Le prétendu « médecin » n’a toujours pas été arrêté. Toutefois, il « semble avoir été repéré » sur les réseaux sociaux, a indiqué MTremblay en salle d’audience. La procureure ignore d’ailleurs si cet homme avait le droit de pratiquer la médecine au Québec.

Devant le juge, l’accusé a expliqué être un demandeur d’asile d’origine angolaise. Il est au Canada depuis mars 2022 avec son enfant.

« Extrêmement grave »

Pour justifier la détention de l’accusé, la procureure de la Couronne a insisté sur le caractère « odieux » des gestes qu’il aurait commis à l’égard de la victime, une femme « vulnérable ».

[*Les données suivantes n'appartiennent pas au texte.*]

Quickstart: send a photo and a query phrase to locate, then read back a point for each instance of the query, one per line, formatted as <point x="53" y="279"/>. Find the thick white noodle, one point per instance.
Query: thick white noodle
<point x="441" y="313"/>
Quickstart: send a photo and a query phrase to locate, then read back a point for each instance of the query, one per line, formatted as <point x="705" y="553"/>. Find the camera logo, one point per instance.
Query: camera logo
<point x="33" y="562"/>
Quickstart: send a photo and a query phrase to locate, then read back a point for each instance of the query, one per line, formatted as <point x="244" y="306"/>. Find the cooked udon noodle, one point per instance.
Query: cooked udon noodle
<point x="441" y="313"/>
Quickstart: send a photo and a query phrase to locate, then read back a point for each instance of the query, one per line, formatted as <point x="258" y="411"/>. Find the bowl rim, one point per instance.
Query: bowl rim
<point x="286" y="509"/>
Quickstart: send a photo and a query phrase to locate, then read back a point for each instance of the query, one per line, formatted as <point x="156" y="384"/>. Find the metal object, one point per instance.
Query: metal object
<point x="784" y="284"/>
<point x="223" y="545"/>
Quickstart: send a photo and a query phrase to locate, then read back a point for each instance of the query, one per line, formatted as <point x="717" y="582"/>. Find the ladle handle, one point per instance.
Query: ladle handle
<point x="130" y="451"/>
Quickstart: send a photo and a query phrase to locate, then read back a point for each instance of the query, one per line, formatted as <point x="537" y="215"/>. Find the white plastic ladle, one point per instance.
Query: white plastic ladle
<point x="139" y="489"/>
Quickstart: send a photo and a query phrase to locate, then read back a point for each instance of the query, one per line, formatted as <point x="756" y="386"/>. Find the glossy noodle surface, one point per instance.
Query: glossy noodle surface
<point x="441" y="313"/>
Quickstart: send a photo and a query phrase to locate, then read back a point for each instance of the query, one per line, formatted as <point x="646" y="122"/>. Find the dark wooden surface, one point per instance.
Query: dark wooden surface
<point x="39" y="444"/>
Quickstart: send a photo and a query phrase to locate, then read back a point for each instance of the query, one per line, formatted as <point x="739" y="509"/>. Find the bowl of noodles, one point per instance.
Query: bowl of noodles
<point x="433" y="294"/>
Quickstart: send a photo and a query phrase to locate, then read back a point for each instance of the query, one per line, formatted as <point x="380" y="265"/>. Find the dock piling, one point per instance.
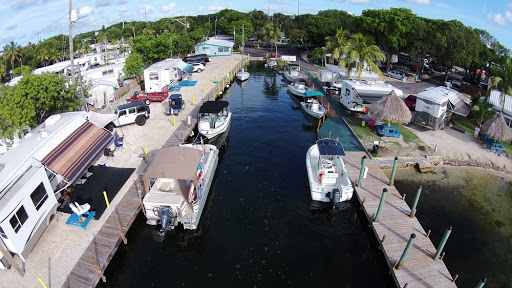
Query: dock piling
<point x="443" y="241"/>
<point x="361" y="173"/>
<point x="381" y="204"/>
<point x="415" y="203"/>
<point x="393" y="172"/>
<point x="404" y="254"/>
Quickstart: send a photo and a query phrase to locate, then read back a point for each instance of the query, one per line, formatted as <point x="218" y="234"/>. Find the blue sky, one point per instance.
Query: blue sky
<point x="24" y="21"/>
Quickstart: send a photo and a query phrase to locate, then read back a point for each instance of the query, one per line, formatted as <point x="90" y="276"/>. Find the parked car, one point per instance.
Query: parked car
<point x="198" y="67"/>
<point x="410" y="102"/>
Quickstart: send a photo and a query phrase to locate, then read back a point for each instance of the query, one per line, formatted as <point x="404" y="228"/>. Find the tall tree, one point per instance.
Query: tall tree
<point x="361" y="54"/>
<point x="337" y="44"/>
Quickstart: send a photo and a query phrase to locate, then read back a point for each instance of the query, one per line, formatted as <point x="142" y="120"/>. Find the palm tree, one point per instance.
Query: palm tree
<point x="272" y="32"/>
<point x="503" y="81"/>
<point x="13" y="53"/>
<point x="337" y="44"/>
<point x="361" y="54"/>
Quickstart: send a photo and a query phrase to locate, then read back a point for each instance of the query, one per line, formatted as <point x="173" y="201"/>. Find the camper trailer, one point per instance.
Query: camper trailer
<point x="357" y="96"/>
<point x="33" y="174"/>
<point x="435" y="105"/>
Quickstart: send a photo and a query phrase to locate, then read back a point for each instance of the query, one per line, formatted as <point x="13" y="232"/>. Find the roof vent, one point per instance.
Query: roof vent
<point x="52" y="120"/>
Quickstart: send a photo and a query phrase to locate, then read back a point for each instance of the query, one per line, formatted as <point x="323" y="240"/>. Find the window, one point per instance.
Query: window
<point x="39" y="196"/>
<point x="18" y="219"/>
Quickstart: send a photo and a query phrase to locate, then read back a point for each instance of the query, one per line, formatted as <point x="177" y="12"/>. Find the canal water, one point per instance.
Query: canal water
<point x="259" y="228"/>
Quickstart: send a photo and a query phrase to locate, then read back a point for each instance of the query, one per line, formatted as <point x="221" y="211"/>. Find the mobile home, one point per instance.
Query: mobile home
<point x="33" y="174"/>
<point x="357" y="96"/>
<point x="435" y="106"/>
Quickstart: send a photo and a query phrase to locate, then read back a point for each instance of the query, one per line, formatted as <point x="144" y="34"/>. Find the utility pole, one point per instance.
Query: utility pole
<point x="71" y="53"/>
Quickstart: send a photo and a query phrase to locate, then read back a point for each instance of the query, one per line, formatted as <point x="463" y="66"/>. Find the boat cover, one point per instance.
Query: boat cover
<point x="213" y="106"/>
<point x="311" y="93"/>
<point x="78" y="151"/>
<point x="330" y="147"/>
<point x="174" y="162"/>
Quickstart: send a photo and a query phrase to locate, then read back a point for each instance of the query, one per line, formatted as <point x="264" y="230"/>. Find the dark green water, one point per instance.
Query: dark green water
<point x="258" y="229"/>
<point x="477" y="204"/>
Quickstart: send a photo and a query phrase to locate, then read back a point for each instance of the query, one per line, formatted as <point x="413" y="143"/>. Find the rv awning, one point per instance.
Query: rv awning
<point x="459" y="106"/>
<point x="185" y="67"/>
<point x="75" y="154"/>
<point x="174" y="162"/>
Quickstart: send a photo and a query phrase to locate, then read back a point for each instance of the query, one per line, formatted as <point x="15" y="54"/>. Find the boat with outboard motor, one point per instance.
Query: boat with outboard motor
<point x="327" y="174"/>
<point x="179" y="179"/>
<point x="298" y="89"/>
<point x="311" y="105"/>
<point x="214" y="118"/>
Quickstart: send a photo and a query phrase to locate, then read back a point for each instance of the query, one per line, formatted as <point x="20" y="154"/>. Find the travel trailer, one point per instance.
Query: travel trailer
<point x="435" y="105"/>
<point x="357" y="96"/>
<point x="33" y="174"/>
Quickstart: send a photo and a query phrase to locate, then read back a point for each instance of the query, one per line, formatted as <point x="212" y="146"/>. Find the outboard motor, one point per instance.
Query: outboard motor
<point x="167" y="218"/>
<point x="335" y="198"/>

« Elle ne parle pas la langue et vient tout juste d’arriver au Canada. Elle était entièrement sous le joug de l’accusé. C’est une infraction non seulement violente et odieuse, mais je vous dirais même barbare. On parle d’un avortement clandestin en 2024 au Canada. C’est extrêmement grave », a fait valoir MTremblay.

Même l’avocat de la défense a convenu que les gestes allégués étaient « épouvantables ».

S’il a accueilli les arguments de la poursuite, le juge Mascia a cependant exprimé des réserves sur le chef d’accusation choisi par le poursuivant.

Agression sexuelle ? C’est quoi, l’aspect sexuel ? Est-ce que Monsieur avait des intentions sexuelles quelconques ? Je ne pense pas qu’il y avait des motivations sexuelles.

Le juge Salvatore Mascia

« Je me suis posé la question en préparant l’enquête », a répondu la procureure de la Couronne. Cette question sera certainement étudiée lors du procès, mais n’a pas d’impact à cette étape du processus judiciaire.

Le chef d’agression sexuelle grave est rarement utilisé. Il implique une agression sexuelle où la victime est blessée, mutilée, défigurée, ou encore qui met sa vie en danger. La peine maximale est la prison à vie, alors qu’elle est de 10 ans pour le chef d’agression sexuelle.

L’accusé sera de retour en cour en juin prochain.

Rectificatif
Dans une version antérieure de l’article, nous écrivions que l’accusé était suspendu avec solde depuis son arrestation. Or, il a plutôt été suspendu sans solde par l’établissement.